Of course, Gary Craig taught us that sometimes a client's “presenting a problem” is nothing more than a symptom of a Core Issue—a much deeper, much more important underlying problem. Once the core issue is discovered, it can usually be broken down into specific events and handled routinely. Thankfully, Gary also provided us with all sorts of techniques and questions to help us dig deeper.
So I asked Clark, do you recall a time in your life when you felt so uncomfortable and so afraid, like you feel every time you have to go to the pool? And the earlier the event the better.
Clark thought for a moment and then he said: “I was at the river, I went tubing with a group of friends, and someone said that I didn't need a tube, because I had a spare tire.”
Then I asked him, what emotion do you feel when you say that? Clark said that he felt sad that he was so fat, and it was a 7 on the 0-10 SUDS rating scale. He also said that his neck hurt and it was a 7.
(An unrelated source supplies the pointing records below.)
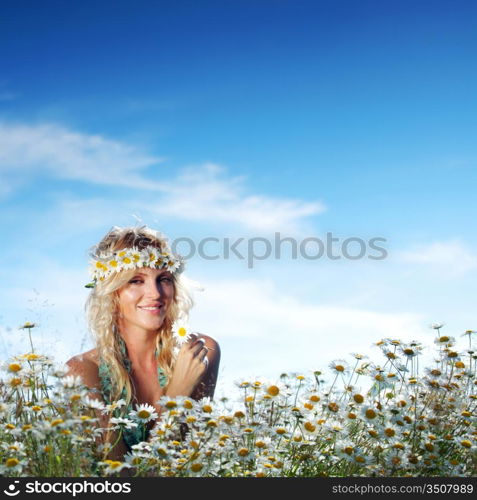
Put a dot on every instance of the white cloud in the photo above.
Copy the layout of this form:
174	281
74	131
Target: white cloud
265	331
448	257
203	193
52	149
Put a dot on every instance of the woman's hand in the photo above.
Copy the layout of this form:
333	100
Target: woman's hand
190	366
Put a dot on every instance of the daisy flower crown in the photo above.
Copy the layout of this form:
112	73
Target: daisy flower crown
108	263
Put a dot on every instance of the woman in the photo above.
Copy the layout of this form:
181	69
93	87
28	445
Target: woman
135	309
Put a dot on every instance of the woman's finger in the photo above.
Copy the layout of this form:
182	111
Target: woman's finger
198	346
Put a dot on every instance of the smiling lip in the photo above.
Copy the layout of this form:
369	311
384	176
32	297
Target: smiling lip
154	309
Even though something happened that day at the river, I deeply and completely love and accept myself.
When we got to the part of “I deeply and completely love and accept myself,” Clark said that he couldn't say that. So we tapped:
Even though something happened that day at the river, I am O.K.
After a couple of rounds, we changed our phrases:
Even though I am so sad because I was so fat, I accept that I feel this way.
“Even though I feel so sad, I didn't look good, I was so fat, I recognize today that this happened a long time ago, and I have already changed my body.
We tapped like that with some variations to the phrases until his sadness went down to a 0. Then, his emotion switched to humiliation, and it was a 5 so we tapped:
Even though I felt so humiliated, and I was supposed to have fun, but one of the kids told me: You don't need a tube, because you already have a spare tire. I accept that I am having this problem.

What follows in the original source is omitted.